A disk-shaped merry-go-round with a radius of 2.63 m and a mass of 152 kg rotates freely with an angular speed of 0.526 rev/s. A 51.7 kg person, running tangentially to the rim at 2.76 m/s, jumps onto the rim and holds on. Before jumping on, the person was moving in the same direction as the rim's rotation. What is the final angular speed of the merry-go-round?

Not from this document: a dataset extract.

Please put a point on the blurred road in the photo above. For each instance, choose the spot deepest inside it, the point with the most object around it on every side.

To find the new angular speed of a merry-go-round after a person jumps on, apply the conservation of angular momentum to calculate the combined rotational effect of the person and merry-go-round system.

Explanation:

The student's question revolves around the concept of conservation of angular momentum in a physics context, specifically relating to a rotating disk-shaped merry-go-round. The scenario involves a person jumping onto a spinning merry-go-round and determining the new angular speed after this action. Assuming that no external torques act on the system, the initial angular momentum of the system (merry-go-round plus person running tangential to it) must equal the final angular momentum after the person jumps on.

To find the final angular speed of the merry-go-round, we will:
1. Calculate the initial angular momentum of the merry-go-round.
2. Convert the linear velocity of the person to angular momentum.
3. Combine these to find the total initial angular momentum.
4. Use the final moment of inertia (including the person) to calculate the final angular speed.

It is crucial to remember that this application of conservation of angular momentum indicates that the final angular speed will be less than the initial speed due to the increased moment of inertia when the person jumps on.